At the same time developers Dandara are appealing against a decision to refuse planning permission for eight more homes on the site of a 100-place car park near the church.

And supermarket Waitrose have cut the maximum stay for shoppers in its car park to just 90 minutes.

Now local shopkeepers and business owners are demanding councillors urgently come up with a parking solution before Ampthill is turned into a ghost town.

They point out that several town centre shops have closed in recent months, including the long-established Richardson’s jewellers, along with the town’s only bank.

The latest victim is the popular Cook’s Collection shop and café in Bedford Street, who said on Facebook: “Unfortunately, due to the pressures facing such as the bank closure, Waitrose car parking issues and further planned parking restrictions, this has resulted in reduced footfall to all businesses.”
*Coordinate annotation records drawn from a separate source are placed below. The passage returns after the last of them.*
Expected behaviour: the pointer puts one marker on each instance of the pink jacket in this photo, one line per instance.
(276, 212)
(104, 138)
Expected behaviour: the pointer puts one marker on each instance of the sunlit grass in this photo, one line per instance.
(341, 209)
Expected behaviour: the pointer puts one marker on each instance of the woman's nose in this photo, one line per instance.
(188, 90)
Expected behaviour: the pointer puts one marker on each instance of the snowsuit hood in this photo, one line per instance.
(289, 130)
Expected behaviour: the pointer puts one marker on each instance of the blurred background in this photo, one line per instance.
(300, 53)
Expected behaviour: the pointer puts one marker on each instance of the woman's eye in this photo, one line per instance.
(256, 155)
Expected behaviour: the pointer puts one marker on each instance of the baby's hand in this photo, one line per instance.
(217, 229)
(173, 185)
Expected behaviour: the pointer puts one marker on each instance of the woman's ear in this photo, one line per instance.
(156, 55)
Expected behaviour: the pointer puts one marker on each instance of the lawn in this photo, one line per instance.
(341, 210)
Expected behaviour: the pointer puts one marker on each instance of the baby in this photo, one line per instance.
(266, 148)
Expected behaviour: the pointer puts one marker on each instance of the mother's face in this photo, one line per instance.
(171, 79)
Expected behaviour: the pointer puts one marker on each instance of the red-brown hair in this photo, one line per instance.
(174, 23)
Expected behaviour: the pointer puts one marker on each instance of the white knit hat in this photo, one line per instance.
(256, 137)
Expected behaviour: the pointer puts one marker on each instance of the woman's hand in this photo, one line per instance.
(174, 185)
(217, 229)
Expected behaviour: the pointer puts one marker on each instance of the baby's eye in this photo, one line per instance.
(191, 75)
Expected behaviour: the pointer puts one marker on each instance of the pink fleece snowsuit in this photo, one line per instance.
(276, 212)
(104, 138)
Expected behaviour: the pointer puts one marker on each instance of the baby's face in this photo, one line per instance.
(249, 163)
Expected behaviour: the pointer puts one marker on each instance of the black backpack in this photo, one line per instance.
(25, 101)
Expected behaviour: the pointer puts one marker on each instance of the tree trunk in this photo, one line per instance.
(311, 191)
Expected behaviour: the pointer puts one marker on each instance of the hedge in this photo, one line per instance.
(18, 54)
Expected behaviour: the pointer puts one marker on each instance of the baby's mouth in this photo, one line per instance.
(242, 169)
At a breakfast meeting organised by the Ampthill Business Chamber, Anthony Northey warned restricting on-street parking would “destroy Ampthill as a shopping centre”.

He said: “Neither the town council nor Central Bedfordshire Council has a proper parking strategy.

“A survey showed there was a deficiency of between 100 and 150 parking spaces in 2014. Since then the population has mushroomed with large scale housing developments and now we face losing another 30 to 40 spaces. It’s stupid to ban parking without providing any alternative.”

Local builder Mick Driver told the meeting that both town and district councils had let the town down.

He called on councillors to negotiate to buy the Dandar site from the developer and run it as a car park for people working in the town and those coming in to shop.

A spokesman on Ampthill TV Forum site said: “What will be left of the local shops? All we seem to have now is estate agents, eateries, coffee shops, and charity shops.”

Recalling the town during the 1980s, she added: “We used to have two chemists, four butchers, two or three grocers, a dairy, a DIY, a greengrocer and two or three clothes shops.

“You could buy a pair of knickers or pants and the elastic to go in them. You could buy a coffee at the White Hart, to say nothing of the best fish and chips. You didn’t really need to go into Bedford. It was all on your doorstep.”